A famous Colombian designer is facing one of his most demanding orders to date, the shirts that U.S. president Barack Obama will wear at the Summit of the Americas in Cartagena, his daughter told local media Wednesday.
Edgar Gomez Estevez, a well-known designer of “guayaberas,” light-weight tropical shirts also known as “Mexican wedding shirts,” is hard at work. “We are creating 130 guayaberas [for Obama],” he said. “We will make the design very different and special. Obama’s guayabera will have a very valuable label.”
The guayabera has several distinguishing features — either two or four patch pockets and two vertical rows of “alforzas,” fine, tiny pleats, sewn closely together, running along the front and back of the shirt. One Cuban legend says it was created by a poor countryside seamstress sewing large patch-pockets onto her husband’s shirts so he could carry carrying guava fruit from the field.
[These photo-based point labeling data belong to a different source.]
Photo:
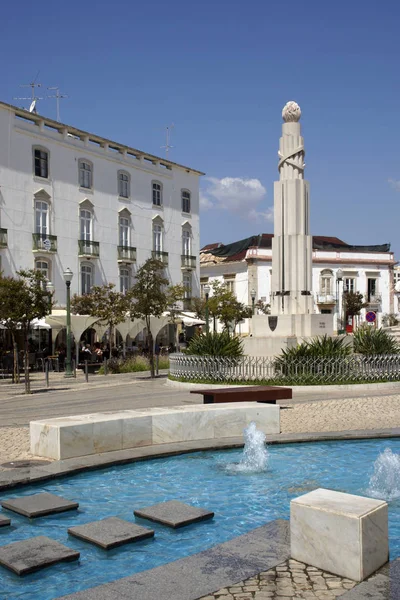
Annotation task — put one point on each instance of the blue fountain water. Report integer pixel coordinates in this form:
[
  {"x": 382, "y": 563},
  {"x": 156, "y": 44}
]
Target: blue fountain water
[{"x": 241, "y": 498}]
Obama’s custom guayabera will be made of “linen and 100% natural fibers that originate in a region in France called Normandy, after they will go to Ireland and Poland, so the fibers we will work with will be Irish and Polish,” said Gomez.
Gomez has made the popular Caribbean shirt for some of Colombia’s most famous figures including Alejandro Obregon and Gabriel Garcia Marquez, who wears the guayaberas with a tie.
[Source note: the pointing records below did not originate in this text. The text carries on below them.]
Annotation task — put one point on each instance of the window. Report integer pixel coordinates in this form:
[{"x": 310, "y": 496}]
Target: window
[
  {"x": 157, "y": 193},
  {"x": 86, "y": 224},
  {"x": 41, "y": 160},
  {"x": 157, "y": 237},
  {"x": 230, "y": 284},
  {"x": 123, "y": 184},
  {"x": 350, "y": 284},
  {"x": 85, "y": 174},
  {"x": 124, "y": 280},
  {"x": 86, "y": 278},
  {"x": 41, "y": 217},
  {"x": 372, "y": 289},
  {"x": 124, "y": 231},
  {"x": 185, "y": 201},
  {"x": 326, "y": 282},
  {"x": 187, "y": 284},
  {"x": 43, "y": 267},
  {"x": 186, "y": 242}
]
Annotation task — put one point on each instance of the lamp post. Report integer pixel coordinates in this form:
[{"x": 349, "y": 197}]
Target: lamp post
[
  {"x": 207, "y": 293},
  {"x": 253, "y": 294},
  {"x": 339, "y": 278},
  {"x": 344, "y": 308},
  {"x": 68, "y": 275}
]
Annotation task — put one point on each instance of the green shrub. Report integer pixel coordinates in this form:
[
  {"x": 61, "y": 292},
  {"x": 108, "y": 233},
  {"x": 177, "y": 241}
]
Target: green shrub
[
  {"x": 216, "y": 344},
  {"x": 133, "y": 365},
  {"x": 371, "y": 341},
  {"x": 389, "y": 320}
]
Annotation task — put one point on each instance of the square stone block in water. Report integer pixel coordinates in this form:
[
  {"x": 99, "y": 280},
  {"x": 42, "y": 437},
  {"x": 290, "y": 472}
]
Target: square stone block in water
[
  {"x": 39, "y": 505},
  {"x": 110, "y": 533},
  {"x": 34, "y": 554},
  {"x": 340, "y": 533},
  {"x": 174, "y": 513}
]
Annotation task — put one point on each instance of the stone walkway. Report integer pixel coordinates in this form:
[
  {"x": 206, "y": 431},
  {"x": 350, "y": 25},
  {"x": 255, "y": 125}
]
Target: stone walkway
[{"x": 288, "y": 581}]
“Making a guyabera is not something that can be delegated. All of the embroidery is done by hand. I cut the piece and the borders, and single mothers finish the details by hand, and then we tailor the custom shirt together,” said the veteran designer.
People like Bill Gates, John McCain, and King Juan Carlos of Spain have also ordered guayaberas after Juan Pablo Montoya made them fashionable by wearing one on his wedding day.